Fairness and bias impact AI for healthcare

 In her invited talk, Dr Tiarna Lee (Kings College London) emphasised that fairness encompasses both equality (treating everyone the same) and equity (allocating resources based on need), and that protected characteristics (e.g. age, sex, and race) must be carefully monitored when developing and deploying AI tools. Dr Lee explained that bias can arise at any stage of the AI pipeline, from defining the clinical problem to data collection, preprocessing, model training, and downstream clinical decision-making, with early-stage biases propagating through the pipeline. 

The datasets that are used to train many AI models are often imbalanced in terms of subject demographics and so the resulting AI models have a better performance for the overrepresented group(s) and worse for the underrepresented group(s). In her research on cardiac MRI segmentation, Dr Lee identified that models trained on imbalanced datasets demonstrate significant racial performance differences. This can lead to delayed or poorer-quality treatment for heart disease with worse outcomes overall, which then reinforces or worsens existing disparities. The talk concluded by calling for intentional and transparent development practices supported by frameworks such as FUTUREAI, which is an international consensus guideline for trustworthy and deployable artificial intelligence in healthcare. 

Groups of conference attendees discussed what incentives could make sectors share responsibility for creating and maintaining diverse, representative datasets, and what practical steps could ensure how health technologies are regulated, commissioned or deployed. 

 Key themes

  1. Data representativeness is essential: Participants consistently emphasised that AI systems cannot be fair without representative datasets but, in practice, current datasets are often skewed by age, ethnicity, geography or scanner differences. 
  2. Bias is multidimensional: Bias arises not only from data imbalance but also from data curation, variable selection, annotation practices and institutional workflows. 
  3. Transparency and traceability are lacking: Participants highlighted a lack of visibility into how datasets are constructed, what populations they represent, and how AI models are trained and validated. 
  4. Regulatory gaps hinder safe deployment: There are currently no dedicated UK regulatory requirements for assessing dataset representativeness or model bias. 
  5. Public trust must be strengthened: Given historical inequalities in healthcare, underrepresented communities may mistrust data collection initiatives. Trust was widely recognised as essential for gathering representative data, necessitating clearer communication and community-led engagement. 
  6. Incentives are misaligned with fairness objectives: Both researchers and companies are often incentivised to demonstrate successful results rather than to interrogate bias. Developers may avoid rigorous fairness evaluations because finding bias can slow publication or complicate regulatory processes. 
  7. Collaboration across stakeholders is essential: Fairness cannot be solved by technical teams alone. It requires collaboration between AI developers, clinicians, regulators, funders, and the public. 
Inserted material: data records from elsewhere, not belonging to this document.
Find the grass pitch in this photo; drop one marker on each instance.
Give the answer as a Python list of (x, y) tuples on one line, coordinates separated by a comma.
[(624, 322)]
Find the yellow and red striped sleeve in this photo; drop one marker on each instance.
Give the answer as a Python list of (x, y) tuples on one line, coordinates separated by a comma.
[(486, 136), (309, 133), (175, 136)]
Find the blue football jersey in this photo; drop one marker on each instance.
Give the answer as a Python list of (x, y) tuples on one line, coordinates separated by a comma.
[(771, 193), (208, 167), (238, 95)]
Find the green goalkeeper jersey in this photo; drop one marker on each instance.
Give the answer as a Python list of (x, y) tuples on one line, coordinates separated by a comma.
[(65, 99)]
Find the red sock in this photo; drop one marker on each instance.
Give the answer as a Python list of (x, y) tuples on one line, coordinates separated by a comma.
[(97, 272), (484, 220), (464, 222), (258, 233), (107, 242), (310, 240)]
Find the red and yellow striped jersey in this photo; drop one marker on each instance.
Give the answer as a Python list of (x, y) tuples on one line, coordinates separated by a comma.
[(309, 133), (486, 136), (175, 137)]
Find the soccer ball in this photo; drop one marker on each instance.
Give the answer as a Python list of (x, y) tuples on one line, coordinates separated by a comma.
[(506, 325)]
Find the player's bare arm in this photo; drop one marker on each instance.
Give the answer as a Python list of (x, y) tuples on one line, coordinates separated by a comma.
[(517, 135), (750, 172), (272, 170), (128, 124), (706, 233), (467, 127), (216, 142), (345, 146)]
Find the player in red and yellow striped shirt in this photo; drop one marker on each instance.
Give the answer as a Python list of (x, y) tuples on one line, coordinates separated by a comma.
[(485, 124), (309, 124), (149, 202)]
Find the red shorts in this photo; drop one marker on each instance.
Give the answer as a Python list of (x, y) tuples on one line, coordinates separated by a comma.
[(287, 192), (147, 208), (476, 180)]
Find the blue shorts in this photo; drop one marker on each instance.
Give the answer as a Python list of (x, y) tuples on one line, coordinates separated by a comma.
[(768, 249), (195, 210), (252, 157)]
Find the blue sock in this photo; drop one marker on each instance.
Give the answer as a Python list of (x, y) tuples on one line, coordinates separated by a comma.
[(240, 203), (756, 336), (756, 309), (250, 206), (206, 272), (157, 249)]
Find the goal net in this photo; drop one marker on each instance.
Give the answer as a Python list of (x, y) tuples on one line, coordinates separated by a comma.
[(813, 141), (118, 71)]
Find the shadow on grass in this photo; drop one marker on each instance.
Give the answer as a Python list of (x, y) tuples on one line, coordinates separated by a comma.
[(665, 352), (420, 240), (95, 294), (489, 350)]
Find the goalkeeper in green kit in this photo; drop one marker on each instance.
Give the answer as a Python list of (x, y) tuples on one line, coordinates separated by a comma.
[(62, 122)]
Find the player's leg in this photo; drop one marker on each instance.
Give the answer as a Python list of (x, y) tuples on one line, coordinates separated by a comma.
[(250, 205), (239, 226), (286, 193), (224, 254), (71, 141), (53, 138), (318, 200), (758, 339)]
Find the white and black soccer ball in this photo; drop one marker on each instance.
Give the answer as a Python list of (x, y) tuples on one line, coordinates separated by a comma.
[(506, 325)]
 Recommendations for stakeholders:

 AI developers

  • Build trust to incentivise inclusive user participation, using transparent communication to address historical mistrust and encourage the involvement of underrepresented groups.
  • Build a culture of reputational risk around non-compliance and opportunistic sampling, encouraging equity as an explicit requirement not an optional addition.
  • Educate AI developers on the risks of using imbalanced training data, including how bias propagates through the pipeline from early design through to deployment.
  • Prioritise representative and diverse datasets, actively seeking data that reflect the patient populations the AI tools will serve.

 Market end-users

  • Build a digitally skilled health workforce with training on equity issues and patient engagement barriers to avoid perpetuation of systemic bias and health inequalities.
  • Implement standardised and transparent data practices, ensuring clinicians and patients understand how to interpret results and their limitations.
  • Use subgroup performance checks and bias-focussed, pre-market safety checks before deploying AI tools in healthcare settings.